In our study, African countries with a high proportion of tobacco use have a higher number of COVID-19 infections and mortality. Studies also showed that smoking doubles the mortality risk in covid-19[54-57]. On the contrary, another study demonstrated that smoking did not affect the severity of COVID-19 [58]. Even though smokers are more likely to develop acute respiratory distress syndrome and do worse with respiratory diseases [54], the impact of smoking on the transmission, severity and mortality of COVID-19 is not yet fully understood. Hence, it should be noted that the impact of current smoking on COVID-19 infection is a delicate and nuanced issue which should be thoroughly investigated before sending out potentially misinterpreted messages.
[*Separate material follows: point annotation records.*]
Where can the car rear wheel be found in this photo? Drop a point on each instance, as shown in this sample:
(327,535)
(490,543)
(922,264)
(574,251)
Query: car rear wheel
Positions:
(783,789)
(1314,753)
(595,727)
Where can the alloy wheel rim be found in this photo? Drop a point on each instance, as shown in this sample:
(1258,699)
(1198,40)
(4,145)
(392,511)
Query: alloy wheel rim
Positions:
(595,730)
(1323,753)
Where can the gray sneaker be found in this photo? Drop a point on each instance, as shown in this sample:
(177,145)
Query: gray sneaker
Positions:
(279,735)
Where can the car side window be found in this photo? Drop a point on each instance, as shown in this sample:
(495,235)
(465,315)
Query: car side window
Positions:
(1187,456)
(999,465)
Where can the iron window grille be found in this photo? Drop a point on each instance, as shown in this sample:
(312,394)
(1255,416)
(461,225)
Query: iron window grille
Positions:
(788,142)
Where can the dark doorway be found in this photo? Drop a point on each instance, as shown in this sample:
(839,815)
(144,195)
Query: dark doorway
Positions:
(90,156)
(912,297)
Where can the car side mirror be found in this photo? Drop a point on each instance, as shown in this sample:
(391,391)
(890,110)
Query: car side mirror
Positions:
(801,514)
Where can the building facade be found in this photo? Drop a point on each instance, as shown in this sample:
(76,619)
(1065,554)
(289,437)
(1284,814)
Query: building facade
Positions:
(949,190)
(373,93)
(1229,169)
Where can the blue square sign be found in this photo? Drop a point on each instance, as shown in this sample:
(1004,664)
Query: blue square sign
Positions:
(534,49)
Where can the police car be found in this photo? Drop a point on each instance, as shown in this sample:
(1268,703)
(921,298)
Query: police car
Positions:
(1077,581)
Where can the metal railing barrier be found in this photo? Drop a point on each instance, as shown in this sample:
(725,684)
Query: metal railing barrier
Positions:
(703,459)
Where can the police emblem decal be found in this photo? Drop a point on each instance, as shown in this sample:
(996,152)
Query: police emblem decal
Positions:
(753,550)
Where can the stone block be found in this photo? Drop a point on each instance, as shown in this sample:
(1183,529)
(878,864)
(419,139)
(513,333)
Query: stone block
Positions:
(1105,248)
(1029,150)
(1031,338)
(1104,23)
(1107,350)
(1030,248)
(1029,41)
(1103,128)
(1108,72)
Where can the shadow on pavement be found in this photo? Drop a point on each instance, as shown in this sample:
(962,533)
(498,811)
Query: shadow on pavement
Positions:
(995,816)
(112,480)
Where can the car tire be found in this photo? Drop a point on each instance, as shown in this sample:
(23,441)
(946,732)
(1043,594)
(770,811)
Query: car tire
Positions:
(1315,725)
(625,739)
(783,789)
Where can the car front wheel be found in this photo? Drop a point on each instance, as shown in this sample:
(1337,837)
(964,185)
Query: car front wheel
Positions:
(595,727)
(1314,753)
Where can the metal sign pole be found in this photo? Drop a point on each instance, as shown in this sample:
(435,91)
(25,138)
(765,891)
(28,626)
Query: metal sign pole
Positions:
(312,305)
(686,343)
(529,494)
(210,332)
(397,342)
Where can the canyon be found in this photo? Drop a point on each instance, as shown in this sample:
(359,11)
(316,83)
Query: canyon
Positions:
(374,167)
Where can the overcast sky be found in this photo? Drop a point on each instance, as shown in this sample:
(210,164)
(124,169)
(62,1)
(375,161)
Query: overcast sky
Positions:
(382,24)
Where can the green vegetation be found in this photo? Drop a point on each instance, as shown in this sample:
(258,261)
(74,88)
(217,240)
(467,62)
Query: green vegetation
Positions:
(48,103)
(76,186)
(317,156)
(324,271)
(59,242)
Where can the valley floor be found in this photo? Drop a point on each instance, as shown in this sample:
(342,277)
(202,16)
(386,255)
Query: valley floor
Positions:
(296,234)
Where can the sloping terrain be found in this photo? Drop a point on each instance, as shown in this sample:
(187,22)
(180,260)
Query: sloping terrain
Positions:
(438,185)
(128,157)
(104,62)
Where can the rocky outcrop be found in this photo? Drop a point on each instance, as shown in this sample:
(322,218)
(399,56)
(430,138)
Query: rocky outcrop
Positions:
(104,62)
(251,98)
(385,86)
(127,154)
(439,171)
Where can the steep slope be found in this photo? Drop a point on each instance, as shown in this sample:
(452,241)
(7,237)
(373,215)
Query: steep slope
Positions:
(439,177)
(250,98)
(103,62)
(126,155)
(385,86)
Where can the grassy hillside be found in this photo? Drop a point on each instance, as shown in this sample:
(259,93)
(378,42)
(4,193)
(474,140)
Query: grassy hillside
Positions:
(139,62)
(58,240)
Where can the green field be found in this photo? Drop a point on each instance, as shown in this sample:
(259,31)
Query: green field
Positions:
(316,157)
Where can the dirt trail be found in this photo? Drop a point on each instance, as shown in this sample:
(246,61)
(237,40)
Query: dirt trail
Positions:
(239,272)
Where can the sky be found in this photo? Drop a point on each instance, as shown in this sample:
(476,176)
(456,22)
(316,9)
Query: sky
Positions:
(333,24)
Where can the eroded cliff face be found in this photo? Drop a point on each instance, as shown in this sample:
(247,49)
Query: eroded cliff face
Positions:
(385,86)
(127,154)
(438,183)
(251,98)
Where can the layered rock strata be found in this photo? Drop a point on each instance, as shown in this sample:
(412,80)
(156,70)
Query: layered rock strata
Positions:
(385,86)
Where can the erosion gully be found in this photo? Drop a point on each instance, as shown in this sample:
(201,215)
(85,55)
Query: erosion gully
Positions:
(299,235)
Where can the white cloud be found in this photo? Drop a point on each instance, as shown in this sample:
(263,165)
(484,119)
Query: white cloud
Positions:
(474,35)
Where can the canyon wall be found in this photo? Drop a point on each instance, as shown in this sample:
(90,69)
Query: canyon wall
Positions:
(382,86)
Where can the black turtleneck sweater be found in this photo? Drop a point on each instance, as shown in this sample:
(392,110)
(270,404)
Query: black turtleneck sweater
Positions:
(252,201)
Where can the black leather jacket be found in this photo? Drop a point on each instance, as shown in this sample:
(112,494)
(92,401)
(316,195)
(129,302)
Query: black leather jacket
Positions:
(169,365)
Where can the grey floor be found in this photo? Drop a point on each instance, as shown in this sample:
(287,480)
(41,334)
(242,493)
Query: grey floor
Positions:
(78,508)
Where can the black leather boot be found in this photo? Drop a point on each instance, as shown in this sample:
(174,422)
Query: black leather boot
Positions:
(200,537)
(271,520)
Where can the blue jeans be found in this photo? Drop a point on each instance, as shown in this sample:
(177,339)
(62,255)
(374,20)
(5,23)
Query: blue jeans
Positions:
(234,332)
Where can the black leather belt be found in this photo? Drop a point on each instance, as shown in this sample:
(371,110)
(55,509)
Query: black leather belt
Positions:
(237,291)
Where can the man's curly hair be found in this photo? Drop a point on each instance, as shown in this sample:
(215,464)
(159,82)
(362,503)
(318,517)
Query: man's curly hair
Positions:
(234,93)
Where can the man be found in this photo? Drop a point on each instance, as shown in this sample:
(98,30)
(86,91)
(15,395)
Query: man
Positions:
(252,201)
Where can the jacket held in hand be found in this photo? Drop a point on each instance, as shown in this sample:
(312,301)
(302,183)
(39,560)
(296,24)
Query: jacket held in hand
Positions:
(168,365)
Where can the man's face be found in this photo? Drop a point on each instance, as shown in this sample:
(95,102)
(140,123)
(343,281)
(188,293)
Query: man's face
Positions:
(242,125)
The study should be interpreted with limitations. First, the measures of vitamin D status and COVID-19 cases are only a proxy based on the average in the population being sampled rather than individual level (ecological fallacy). Second, there could be a potential misclassification bias for the COVID-19 cases as the cases might differ from the number of true cases according to the definition of COVID-19 cases at the start of the pandemic and by country. Third, the completeness and consistency of the reporting of COVID-19 cases across countries creates another area of concern. Lastly, the COVID-19 pandemic is dynamic and rampant across the continent; the data used were the most recent available at the time of the analysis for this paper.

Conclusion

We conclude that the population vitamin D status might be related to COVID-19 mortality but not with infection rate in Africa. Due to the increasing weight of evidence that shows a link between COVID-19 and vitamin D, we strongly recommend well-designed controlled studies to explore causality and clinical trials to determine the effect of vitamin-D supplementation in the treatment and prevention of COVID-19 in African settings.

What is known about this topic

The majority of COVID-19 infection and mortality were reported in high-income countries despite the presence of efficient health care systems;

The disease affects the entire health system through its direct effect as a communicable disease, as well as its ability to alter the overall mortality and burden of disease;

Evidences also indicate that countries with high vitamin D deficiency prevalence are found to have high COVID-19 death.

What this study adds

We found that COVID-19 mortality was positively correlated with prevalence of vitamin D deficiency while mean 25(OH) D concentration was negatively statistically correlated with COVID-19 mortality;

We did not find a significant correlation between vitamin D status and COVID-19 related infection in our study;

In addition, median age of the national population, prevalence of current use tobacco and prevalence of obesity among adults were positively and statistically correlated with COVID-19 infection and correlated vitamin D mortality rate.